The second time I growled at myself and over we went! A bit over dramatic perhaps but it worked and we got it done. Over the pipe of my nightmares!!!! I was elated. She had us go over it a few more times towards the barn and then a few times away from the barn until it became a boring fence for both of us. I walked into the center to thank her thinking we were through.
She then told me to do the coop. The COOP. The big, huge, super solid coop. She wanted it only away from the barn and said she would explain it later. I approached at the trot and pulled on his face pretty hard but he still went over. He clobbered it with his front feet which shook me a little. I really ahte the fact that he doesn’t seem to mind hitting the fences.

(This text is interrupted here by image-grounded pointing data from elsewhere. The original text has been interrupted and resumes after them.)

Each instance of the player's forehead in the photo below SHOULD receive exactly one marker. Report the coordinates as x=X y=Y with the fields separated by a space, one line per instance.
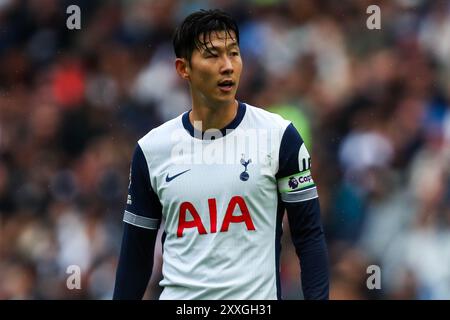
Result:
x=216 y=39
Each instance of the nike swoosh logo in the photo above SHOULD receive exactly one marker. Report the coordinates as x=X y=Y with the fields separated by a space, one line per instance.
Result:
x=168 y=179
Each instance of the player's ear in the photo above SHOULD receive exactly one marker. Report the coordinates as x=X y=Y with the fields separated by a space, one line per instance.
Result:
x=182 y=67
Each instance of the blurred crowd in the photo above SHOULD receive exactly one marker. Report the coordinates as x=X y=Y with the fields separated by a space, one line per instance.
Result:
x=372 y=105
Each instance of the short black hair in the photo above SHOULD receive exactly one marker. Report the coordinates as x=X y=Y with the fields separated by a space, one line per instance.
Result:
x=201 y=23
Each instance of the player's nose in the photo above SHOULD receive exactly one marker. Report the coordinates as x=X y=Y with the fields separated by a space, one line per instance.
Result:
x=227 y=66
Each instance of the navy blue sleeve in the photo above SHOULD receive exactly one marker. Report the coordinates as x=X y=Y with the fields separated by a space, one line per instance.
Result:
x=299 y=194
x=142 y=218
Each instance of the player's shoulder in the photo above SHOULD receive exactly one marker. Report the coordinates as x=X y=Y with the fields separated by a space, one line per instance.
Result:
x=159 y=136
x=259 y=117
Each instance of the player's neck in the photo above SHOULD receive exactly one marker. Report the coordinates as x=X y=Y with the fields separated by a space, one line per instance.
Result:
x=212 y=117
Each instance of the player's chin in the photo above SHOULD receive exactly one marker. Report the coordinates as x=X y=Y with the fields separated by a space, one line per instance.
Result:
x=226 y=93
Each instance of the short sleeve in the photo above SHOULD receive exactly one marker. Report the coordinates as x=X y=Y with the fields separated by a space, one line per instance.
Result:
x=143 y=208
x=294 y=179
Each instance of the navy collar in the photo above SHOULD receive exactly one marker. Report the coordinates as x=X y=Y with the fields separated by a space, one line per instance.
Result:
x=231 y=126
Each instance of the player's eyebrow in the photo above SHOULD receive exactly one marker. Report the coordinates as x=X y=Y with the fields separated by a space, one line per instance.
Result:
x=214 y=48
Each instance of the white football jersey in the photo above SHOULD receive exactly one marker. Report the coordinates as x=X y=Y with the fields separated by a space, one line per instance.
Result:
x=220 y=195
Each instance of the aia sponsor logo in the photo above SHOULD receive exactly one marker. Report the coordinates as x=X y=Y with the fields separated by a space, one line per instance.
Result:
x=196 y=222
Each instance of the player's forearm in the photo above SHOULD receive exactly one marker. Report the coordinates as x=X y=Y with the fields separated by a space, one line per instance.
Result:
x=309 y=241
x=135 y=263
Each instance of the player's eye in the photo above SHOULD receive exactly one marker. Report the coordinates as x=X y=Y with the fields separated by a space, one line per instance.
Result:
x=211 y=55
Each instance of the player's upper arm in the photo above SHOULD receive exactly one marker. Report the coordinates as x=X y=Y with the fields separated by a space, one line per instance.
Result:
x=143 y=208
x=295 y=183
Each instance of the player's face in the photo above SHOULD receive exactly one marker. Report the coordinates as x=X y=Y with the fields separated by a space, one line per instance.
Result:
x=214 y=74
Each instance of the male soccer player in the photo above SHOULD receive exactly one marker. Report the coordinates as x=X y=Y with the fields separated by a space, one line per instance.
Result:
x=222 y=200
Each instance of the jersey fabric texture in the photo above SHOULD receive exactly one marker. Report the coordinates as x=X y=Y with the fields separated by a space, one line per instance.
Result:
x=221 y=196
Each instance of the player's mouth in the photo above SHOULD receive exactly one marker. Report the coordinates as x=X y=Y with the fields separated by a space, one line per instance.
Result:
x=226 y=85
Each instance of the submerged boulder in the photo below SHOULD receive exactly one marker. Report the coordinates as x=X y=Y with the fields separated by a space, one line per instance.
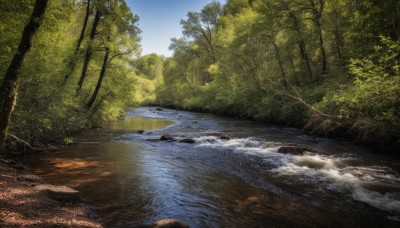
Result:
x=167 y=137
x=60 y=193
x=169 y=223
x=295 y=150
x=188 y=140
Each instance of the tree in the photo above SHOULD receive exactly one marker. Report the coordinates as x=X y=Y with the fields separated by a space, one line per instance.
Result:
x=11 y=79
x=203 y=26
x=89 y=50
x=74 y=59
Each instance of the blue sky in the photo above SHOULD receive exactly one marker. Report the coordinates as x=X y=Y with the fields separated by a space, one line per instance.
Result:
x=160 y=21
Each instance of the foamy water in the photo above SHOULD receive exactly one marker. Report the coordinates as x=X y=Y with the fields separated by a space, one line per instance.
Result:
x=378 y=186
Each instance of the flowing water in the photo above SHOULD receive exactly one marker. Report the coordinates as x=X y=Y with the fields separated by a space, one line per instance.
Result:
x=240 y=181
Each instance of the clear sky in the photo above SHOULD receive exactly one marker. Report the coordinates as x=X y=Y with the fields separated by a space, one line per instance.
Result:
x=160 y=21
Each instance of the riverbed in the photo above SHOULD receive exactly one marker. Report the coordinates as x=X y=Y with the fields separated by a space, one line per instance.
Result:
x=232 y=176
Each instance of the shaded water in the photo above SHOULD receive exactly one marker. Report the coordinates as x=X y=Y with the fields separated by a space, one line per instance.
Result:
x=240 y=182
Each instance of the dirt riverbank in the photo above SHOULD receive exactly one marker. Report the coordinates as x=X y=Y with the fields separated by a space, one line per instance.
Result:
x=26 y=200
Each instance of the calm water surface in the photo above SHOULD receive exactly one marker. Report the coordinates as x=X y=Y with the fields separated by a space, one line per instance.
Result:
x=240 y=182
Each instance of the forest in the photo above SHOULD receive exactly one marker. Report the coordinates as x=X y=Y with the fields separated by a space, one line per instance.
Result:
x=330 y=67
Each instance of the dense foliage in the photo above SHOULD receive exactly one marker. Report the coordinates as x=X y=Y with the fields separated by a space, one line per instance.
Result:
x=52 y=99
x=330 y=65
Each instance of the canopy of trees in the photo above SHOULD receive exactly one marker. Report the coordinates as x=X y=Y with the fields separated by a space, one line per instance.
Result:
x=332 y=66
x=79 y=70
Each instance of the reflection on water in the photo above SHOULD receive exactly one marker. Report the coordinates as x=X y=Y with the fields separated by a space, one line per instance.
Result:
x=236 y=182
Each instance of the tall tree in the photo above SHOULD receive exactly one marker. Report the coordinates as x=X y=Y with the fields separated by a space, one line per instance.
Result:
x=74 y=59
x=89 y=50
x=11 y=79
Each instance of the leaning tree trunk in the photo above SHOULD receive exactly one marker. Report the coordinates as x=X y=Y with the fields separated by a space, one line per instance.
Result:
x=13 y=74
x=74 y=59
x=278 y=56
x=89 y=50
x=100 y=81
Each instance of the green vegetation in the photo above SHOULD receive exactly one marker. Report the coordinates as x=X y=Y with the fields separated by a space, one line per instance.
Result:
x=79 y=70
x=331 y=66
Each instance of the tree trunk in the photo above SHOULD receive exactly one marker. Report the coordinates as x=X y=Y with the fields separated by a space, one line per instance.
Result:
x=89 y=51
x=323 y=53
x=317 y=13
x=278 y=56
x=306 y=59
x=13 y=74
x=74 y=59
x=100 y=81
x=78 y=45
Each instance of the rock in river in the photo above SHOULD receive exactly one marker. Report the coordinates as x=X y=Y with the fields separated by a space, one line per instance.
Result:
x=292 y=150
x=60 y=193
x=169 y=223
x=167 y=137
x=187 y=140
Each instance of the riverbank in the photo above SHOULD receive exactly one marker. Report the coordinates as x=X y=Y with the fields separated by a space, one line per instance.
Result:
x=23 y=202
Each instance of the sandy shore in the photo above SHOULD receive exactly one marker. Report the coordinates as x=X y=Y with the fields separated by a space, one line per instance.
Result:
x=23 y=204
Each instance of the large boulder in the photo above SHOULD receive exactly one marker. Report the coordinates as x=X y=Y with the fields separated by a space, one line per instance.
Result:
x=188 y=140
x=169 y=223
x=167 y=137
x=60 y=193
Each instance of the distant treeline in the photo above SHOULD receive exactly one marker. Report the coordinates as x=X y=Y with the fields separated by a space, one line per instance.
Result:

Trainer AB yelled out “I hope he learned to be more careful with his legs. Come again!” This time I put my leg on and stayed out of his face and he went over clean with the front but clobbered it with his hind legs.
“Well, at least he learned something the first time. Come again and maybe he will lift all 4 legs this time”
He did!! It was a really smooth attempt and she said it was picture perfect.
I thought we were done until I heard her famous line “Now, your Grand Prix for the night is….to take the coop towards the barn at the trot, get 5 canter strides to the pipe and exit over that. Do that nicely and you can be done”
Uh…do the massive coop to the pipe of doom? Are you serious???
I approached the coop but Butthead was FEELING it now. He was proud of himself and being a cocky Butthead. I settled him as best I could in the trot and we flew over that coop, landed in the canter, somehow my brain stayed on and I counted the 5, and then we were out over the pipe and I was nearly in tears I was so damn happy with Eeyore and Trainer AB. I looked at her and her face was split from ear to ear with a grin that warmed my heart.
As I dismounted to loosen the girth she told me that my homework is to find a schooling HT to sign up for and text her the dates so she can block it out. I’ll be getting right on that.
Folks….I don’t even know what to say. I’m so proud of Eeyore and how much he has improved. I am so proud of myself and the confidence that I have found somewhere along the way. I am thankful every time I throw a leg over Eeyore for finding Trainer AB and all she has done for us. Life is a wild ride and worth every single up and down.